Generally, claims that could have been raised on direct appeal, but were not, are procedurally defaulted and may not be raised on collateral review under § 2255 in the absence of cause and prejudice. Estremera v. United States, No. 09 C 6519, 2012 WL 707151, at *2 (N.D.Ill. March 2, 2012) (citing Massaro v. United States, 538 U.S. 500, 504, 123 S.Ct. 1690, 155 L.Ed.2d 714 (2003)). Claims of ineffective assistance, however, may be raised for the first time on collateral review. Id.
I must grant an evidentiary hearing on a § 2255 petition if the petitioner alleges facts that, if proven, would entitle him to relief. Id. (citing Koons v. United States, 639 F.3d 348, 354 (7th Cir.2011)). A § 2255 petition may be summarily dismissed if the record conclusively suggests that the petitioner is not entitled to relief, such as where the allegations are conelusory or inherently unreliable. Barker v.
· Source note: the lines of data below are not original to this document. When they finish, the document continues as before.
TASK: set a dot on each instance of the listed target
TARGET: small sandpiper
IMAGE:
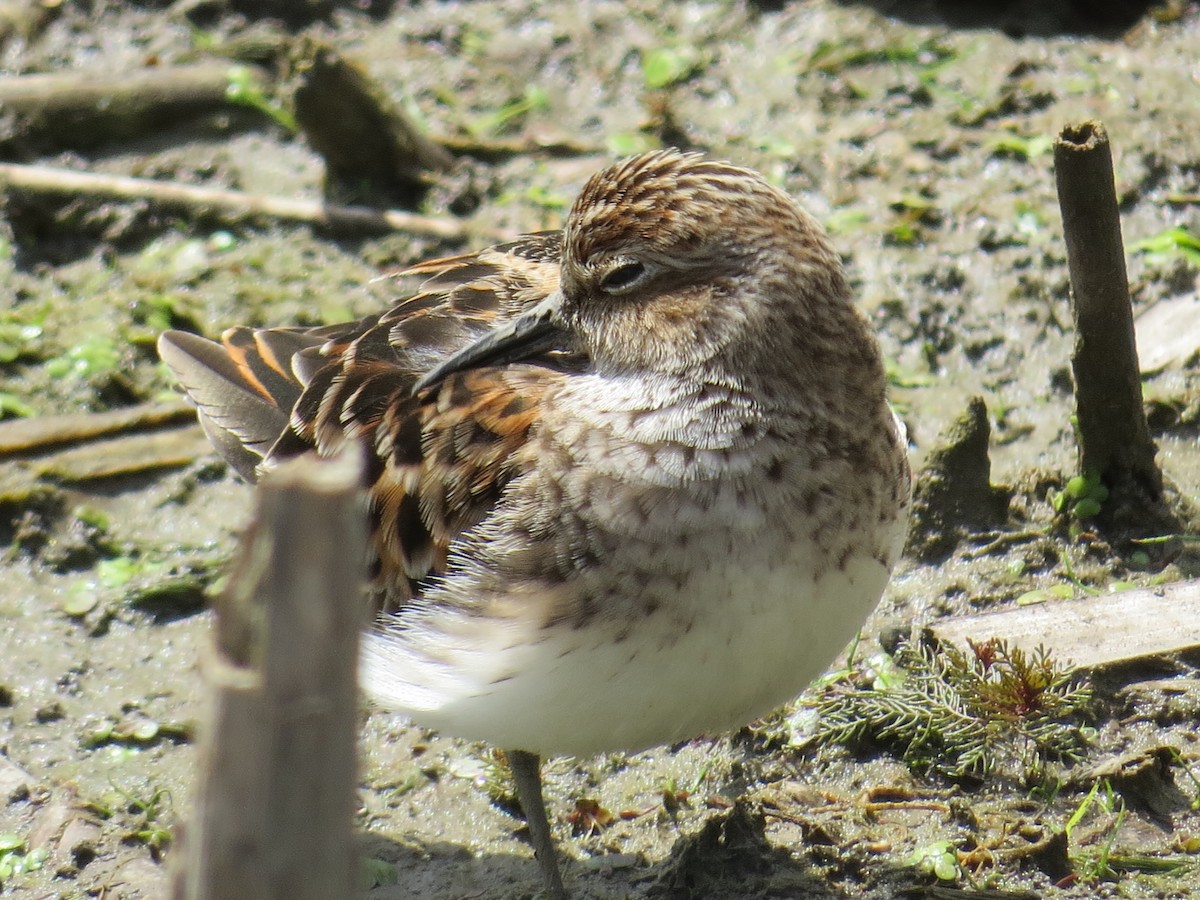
(630, 483)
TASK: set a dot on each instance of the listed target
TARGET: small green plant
(13, 407)
(533, 100)
(95, 355)
(937, 859)
(17, 339)
(912, 211)
(17, 859)
(664, 66)
(1173, 244)
(1081, 498)
(147, 817)
(244, 89)
(1093, 868)
(963, 713)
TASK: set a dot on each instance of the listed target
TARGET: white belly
(731, 647)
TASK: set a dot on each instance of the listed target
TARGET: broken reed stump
(276, 793)
(1114, 437)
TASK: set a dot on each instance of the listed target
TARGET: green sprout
(963, 713)
(17, 859)
(1169, 245)
(244, 89)
(1081, 498)
(937, 859)
(665, 66)
(533, 100)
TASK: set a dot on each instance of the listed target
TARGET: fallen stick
(87, 108)
(232, 205)
(1091, 631)
(276, 795)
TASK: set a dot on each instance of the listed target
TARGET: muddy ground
(921, 133)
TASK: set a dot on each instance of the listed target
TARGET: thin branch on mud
(85, 108)
(1114, 437)
(231, 205)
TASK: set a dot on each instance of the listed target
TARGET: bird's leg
(527, 773)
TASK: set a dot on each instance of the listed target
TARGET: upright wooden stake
(1114, 438)
(276, 795)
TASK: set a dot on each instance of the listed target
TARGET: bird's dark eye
(622, 276)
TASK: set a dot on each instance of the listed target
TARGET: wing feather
(436, 466)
United States, 7 F.3d 629, 633 n. 3 (7th Cir.1993).
III.
As a preliminary matter, the government moves to strike Thompson’s amended memorandum supporting his § 2255 petition and the two affidavits by Thompson’s associates filed in support of it.
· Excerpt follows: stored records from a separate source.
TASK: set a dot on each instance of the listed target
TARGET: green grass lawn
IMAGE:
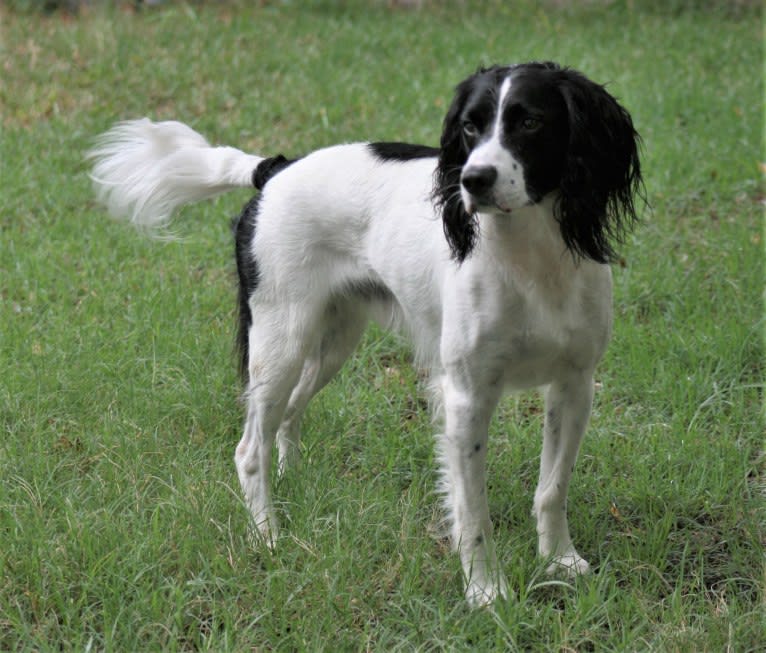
(121, 523)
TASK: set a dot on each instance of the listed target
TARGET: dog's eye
(530, 124)
(470, 129)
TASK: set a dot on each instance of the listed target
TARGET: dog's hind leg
(340, 330)
(278, 345)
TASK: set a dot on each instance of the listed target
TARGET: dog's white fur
(519, 312)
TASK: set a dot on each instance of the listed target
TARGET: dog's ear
(602, 172)
(459, 227)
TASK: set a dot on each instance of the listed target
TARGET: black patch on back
(247, 271)
(402, 151)
(267, 168)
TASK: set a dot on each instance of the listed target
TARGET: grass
(121, 526)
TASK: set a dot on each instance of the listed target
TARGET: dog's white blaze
(510, 191)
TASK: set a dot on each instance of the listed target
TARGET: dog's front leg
(567, 408)
(468, 407)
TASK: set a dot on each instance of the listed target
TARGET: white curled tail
(143, 171)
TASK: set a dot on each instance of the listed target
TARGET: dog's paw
(480, 595)
(569, 565)
(263, 533)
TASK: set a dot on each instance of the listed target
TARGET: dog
(489, 252)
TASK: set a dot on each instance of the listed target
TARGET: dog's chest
(530, 331)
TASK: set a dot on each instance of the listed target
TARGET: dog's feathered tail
(143, 171)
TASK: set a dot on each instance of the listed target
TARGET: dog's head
(516, 134)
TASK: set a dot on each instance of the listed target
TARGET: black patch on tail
(267, 168)
(248, 275)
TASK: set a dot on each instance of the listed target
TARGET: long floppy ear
(459, 226)
(602, 172)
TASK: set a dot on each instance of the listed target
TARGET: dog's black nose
(477, 180)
A one-year statute of limitations applies to § 2255 petitions, with the period running from the date the conviction became final. 28 U.S.C. § 2255(f)(1). In this case, Thompson’s petition for a writ of certiorari was denied on June 1, 2010, - U.S. -, 130 S.Ct. 3371, 176 L.Ed.2d 1248 (2010), and his § 2255 petition was timely filed on May 24, 2011. His counseled amended petition, however, was not filed until Sept. 21, 2011. That means that in order to be timely, this supplemental brief must relate back to the original pleading and be based on the same claims. Mayle v. Felix, 545 U.S. 644, 664, 125 S.Ct. 2562, 162 L.Ed.2d 582 (2005); see Rodriguez v. United States, 286 F.3d 972, 980 (7th Cir.2002) (noting that the Rules Governing § 2255 Petitions adopt by reference the Federal Rules of Civil Procedure).
*951Fed.R.Civ.P. 15(c)(1)(B) permits relation-back only if the claims in the supplemental filing “arose out of the conduct, transaction, or occurrence set out—or attempted to be set out—” in the original pleading. An amendment does not relate back if it “asserts a new ground for relief supported by facts that differ in both time and type from those the original pleading set forth.” Mayle, 545 U.S. at 650, 125 S.Ct. 2562.
In his timely pro se filing, Thompson contends that he pleaded guilty to Count I only because the government orally agreed that if he did so, he would be facing a sentence of between 108 and 135 months in prison, and the government would abandon its forfeiture count.2 Thompson also contends in his pro se filing that Ms. Andrea Gambino, the attorney who represented him at sentencing and on appeal, was ineffective because she was aware that Thompson had reached a plea agreement with the government, but failed to raise the issue during sentencing when the government sought to prove conduct that would enhance his sentence.
The government argues that Thompson’s contentions in his counseled memorandum that he was the beneficiary of agreements between the government and two of his associates, and that Ms. Gambino was ineffective for failing to raise this issue at sentencing and on appeal, are time-barred because they are based on distinct legal theories and facts. Thompson argues that the amended petition contains the same issues as his original filings, namely the breach of oral agreements that induced Thompson’s guilty plea, and ineffective assistance of counsel.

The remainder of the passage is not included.